I Kin. 5:1-18; II Chron. 2:1-3:17; I Kin. 6:1-38
Solomon’s father, David had been a close friend with Hiram, king of Tyre and that friendship continued between the king of Tyre and Solomon. Soon after he had settled in as king of Israel, he began to make preparations to construct the temple of God that his father had been prevented from building. Since God is everywhere and cannot be contained, the temple was not to actually house Him, but was a place for the people to worship Him.
Lebanon was a land of abundant timber that could be used for building. Solomon sent a letter to Hiram proposing that he would provide grain and wine in exchange for the timber and craftsmen to oversee the work. Since Hiram needed the grain and wine, that was a win, win deal and he replied to Solomon his agreement to the proposition.
Logs were tied together as rafts and floated to Solomon where they were taken apart and moved overland to the building site. In an age of primitive mechanization, many thousands of workmen were required to prepare the timbers and stones for the temple construction.
On the second day of the second month of the fourth year of Solomon’s reign as king, the temple construction began in Jerusalem on Mount Moriah on the threshing floor site that David had purchased from Ornan. Considering that a cubit is eighteen inches, the foundation of the structure was ninety feet long, thirty feet wide and forty-five feet high with an additional fifteen-foot vestibule extending from the front.
The stones for the temple foundation were completely sized at the quarry so there would not be the metallic sounds of any hammering or chiseling at the construction site. Even as large and elaborate as the stones were, they were covered with cedar beams and boards. The walls were cedar panels and the floors were cypress. All of the wooden surfaces were overlain with gold. There were also ornate carvings of cherubim and flowers.

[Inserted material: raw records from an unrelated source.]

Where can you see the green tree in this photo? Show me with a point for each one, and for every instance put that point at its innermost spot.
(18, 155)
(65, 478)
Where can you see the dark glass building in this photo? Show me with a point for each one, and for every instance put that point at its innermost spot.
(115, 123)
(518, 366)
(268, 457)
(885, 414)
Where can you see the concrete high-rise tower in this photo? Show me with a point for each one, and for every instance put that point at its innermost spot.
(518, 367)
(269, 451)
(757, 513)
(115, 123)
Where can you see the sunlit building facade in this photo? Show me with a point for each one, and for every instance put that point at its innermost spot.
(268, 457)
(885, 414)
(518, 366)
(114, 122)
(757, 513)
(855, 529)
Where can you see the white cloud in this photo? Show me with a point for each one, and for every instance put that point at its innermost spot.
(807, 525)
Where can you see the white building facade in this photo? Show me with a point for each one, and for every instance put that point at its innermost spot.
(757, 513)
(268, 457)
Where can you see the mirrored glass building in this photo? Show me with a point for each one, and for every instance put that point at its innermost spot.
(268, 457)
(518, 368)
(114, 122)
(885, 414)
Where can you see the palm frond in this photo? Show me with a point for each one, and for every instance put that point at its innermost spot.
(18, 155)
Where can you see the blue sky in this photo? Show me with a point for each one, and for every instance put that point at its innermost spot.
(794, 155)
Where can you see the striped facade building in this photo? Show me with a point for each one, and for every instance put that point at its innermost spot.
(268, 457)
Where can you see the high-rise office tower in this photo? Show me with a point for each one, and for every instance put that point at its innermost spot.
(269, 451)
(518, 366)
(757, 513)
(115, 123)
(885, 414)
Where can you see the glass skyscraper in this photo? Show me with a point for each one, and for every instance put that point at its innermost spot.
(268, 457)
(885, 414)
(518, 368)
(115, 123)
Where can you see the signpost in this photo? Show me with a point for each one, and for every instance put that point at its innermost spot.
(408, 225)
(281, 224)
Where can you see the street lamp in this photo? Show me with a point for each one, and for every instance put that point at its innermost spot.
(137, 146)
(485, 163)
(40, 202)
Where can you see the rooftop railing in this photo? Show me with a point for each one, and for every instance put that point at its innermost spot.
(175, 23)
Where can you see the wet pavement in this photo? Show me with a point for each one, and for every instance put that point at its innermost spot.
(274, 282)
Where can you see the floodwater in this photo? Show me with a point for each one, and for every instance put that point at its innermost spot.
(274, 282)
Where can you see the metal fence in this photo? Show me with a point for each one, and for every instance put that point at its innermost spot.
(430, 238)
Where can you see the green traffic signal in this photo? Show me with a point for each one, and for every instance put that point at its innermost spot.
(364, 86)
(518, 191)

Immediately inside from the front vestibule was the inner sanctuary and beyond that room was the Most Holy Place. Two cherubim were placed inside the Most Holy Place. Their wing spans were fifteen feet each and they stretched across the entire room. They were also fifteen feet high. Surrounding the temple were smaller rooms built against the outside wall. After a construction time of seven years the temple of the Lord in all of its splendor was completed.